TORONTO | Wed Sep 25, 2013
(Reuters) – BlackBerry Ltd shares fell five percent on Wednesday on rising doubts a $4.7 billion takeover offer for the struggling smartphone maker by Fairfax Financial Holdings Ltd will succeed.
Shares of BlackBerry traded at $8.10 on Nasdaq in afternoon trading, well below the $9-a-share offer.
BlackBerry and Fairfax, its largest shareholder with an almost 10 percent stake, unveiled the plans on Monday for a consortium led by Fairfax to make a takeover bid.
But so far, none of the other potential investors have been disclosed. Fairfax is not expected to contribute more than its existing stake and has left itself the option of exiting after reviewing BlackBerry’s books and operation.

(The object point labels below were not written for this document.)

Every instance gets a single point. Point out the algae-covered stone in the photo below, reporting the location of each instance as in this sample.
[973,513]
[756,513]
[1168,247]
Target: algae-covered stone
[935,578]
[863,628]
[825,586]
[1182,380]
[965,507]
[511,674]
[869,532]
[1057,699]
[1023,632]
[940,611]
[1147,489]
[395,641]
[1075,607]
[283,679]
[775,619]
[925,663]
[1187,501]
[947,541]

“I don’t think people see it as a real bid,” said Eric Jackson of hedge fund Ironfire Capital, who closed a small position in BlackBerry after its June earnings report. “It wasn’t a firm offer and (Fairfax Chief Executive) Prem (Watsa) can walk away from the deal at any time with no penalty.”
Fairfax’s Watsa is personally seeking more than $1 billion from several leading Canadian and U.S. pension and private-equity funds to support the $4.7 billion bid, the Globe and Mail reported on Wednesday, citing unnamed people familiar with the discussions.
The sources said that as of Tuesday only one pension fund, the Ontario Teachers’ Pension Plan, was seriously considering joining the buyout consortium. Teachers declined to comment on the report.
Fairfax could not be reached immediately for comment. BlackBerry declined to provide an immediate comment.
Jackson said the falling share price showed that investors are dubious that Ontario Teachers’ or other Canadian pension funds can be convinced to take part.
The Globe and Mail said Watsa was pitching the acquisition as a leveraged buyout that would be financed with more than $3 billion in bank loans, $1 billion in equity from institutions and Fairfax’s nearly 10 percent stake in BlackBerry.
Bernstein analyst Pierre Ferragu said he doubted financial sponsors would be comfortable with $3 billion of debt, given the only collateral BlackBerry could offer is its patent portfolio, which he valued between $800 million and $1.5 billion.
“We believe the Fairfax initiative is unlikely to come to fruition and see the next valuation floor for the stock at $5,” he wrote in a note to clients.
If it falls short of raising the equity to help finance the bid, the Globe said Fairfax intends to arrange a short-term bridge loan that could be repaid with BlackBerry’s cash holdings of about $2.6 billion.
“Prem Watsa has to come up with other interested parties and to me it’s a pretty unappetizing deal,” said Barry Schwartz, portfolio manager at Baskin Financial Services in Toronto, which does not own BlackBerry shares.
“It would be more appetizing if Prem was putting up more of his own cash to make the deal so it makes you wonder what’s going on,” he said.
But rating agency Fitch warned that a further concentration of Fairfax’s capital in BlackBerry could have a negative impact on its rating of the insurer. Moody’s had earlier said the bid was credit negative for Fairfax because moving its public stake into a private deal reduces liquidity.
BlackBerry, which put itself on the block in August, warned last Friday of dropping sales, a big operating loss and job cuts.
Even if the Fairfax bid succeeds, it is seen as giving BlackBerry some breathing room but not solving the problems that have pushed the smartphone maker into a corner.
In Toronto, BlackBerry stock was trading at C$8.35. Fairfax shares were barely lower at C$419.85.